Table of Contents
Use case
In certain scenarios the user may need to Iterate over range of KVs and keep them in memory to process them. A simple example could be something like this
Iterator* iter = db_->NewIterator(ReadOptions());
// Get the KVs from the DB
std::vector<std::pair<std::string, std::string>> db_kvs;
for (iter->SeekToFirst(); iter->Valid(); iter->Next()) {
db_kvs.emplace_back(iter->key().ToString(), iter->value().ToString());
}
// Process the keys (in this case we simply sort them)

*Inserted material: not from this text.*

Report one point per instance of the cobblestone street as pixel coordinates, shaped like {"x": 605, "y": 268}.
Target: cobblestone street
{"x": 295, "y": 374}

auto kv_comparator = [](const std::pair<std::string, std::string>& kv1,
const std::pair<std::string, std::string>& kv2) {
return -kv1.first.compare(kv2.first);
};
std::sort(db_kvs.begin(), db_kvs.end(), kv_comparator);
for (size_t i = 0; i < db_kvs.size(); i++) {
// Use processed kvs
}
delete iter;
In this example we simply load KVs from the DB into memory, sort them using a comparator that is different from DB comparator and then use the sorted keys.
The Problem
The issue with this approach is in this line
db_kvs.emplace_back(iter->key().ToString(), iter->value().ToString());
If our keys and/or values are huge the cost of copying the key from RocksDB into our std::strings will be significant and we cannot escape this overhead since iter->key() and iter->value() Slices will be invalid the moment iter->Next() is called.
The Solution
We have introduced a new option for Iterators, ReadOptions::pin_data. When setting this option to true, RocksDB Iterator will pin the data blocks and guarantee that the Slices returned by Iterator::key() and Iterator::value() will be valid as long as the Iterator is not deleted.
ReadOptions ro;
// Tell RocksDB to keep the key and value `Slice`s valid as long as
// the `Iterator` is not deleted
ro.pin_data = true;
Iterator* iter = db_->NewIterator(ro);
// Get the KVs from the DB
std::vector<std::pair<Slice, Slice>> db_kvs;
for (iter->SeekToFirst(); iter->Valid(); iter->Next()) {
// We check "rocksdb.iterator.is-key-pinned" property to make sure that
// the key is actually pinned. There is currently no corresponding check
// possible for the value.
std::string is_key_pinned;
iter->GetProperty("rocksdb.iterator.is-key-pinned", &is_key_pinned);
assert(is_key_pinned == "1");
// `iter->key()` and `iter->value()` `Slice`s will be valid as long as
// `iter` is not deleted
db_kvs.emplace_back(iter->key(), iter->value());
}
// Process the KVs (in this case we simply sort them)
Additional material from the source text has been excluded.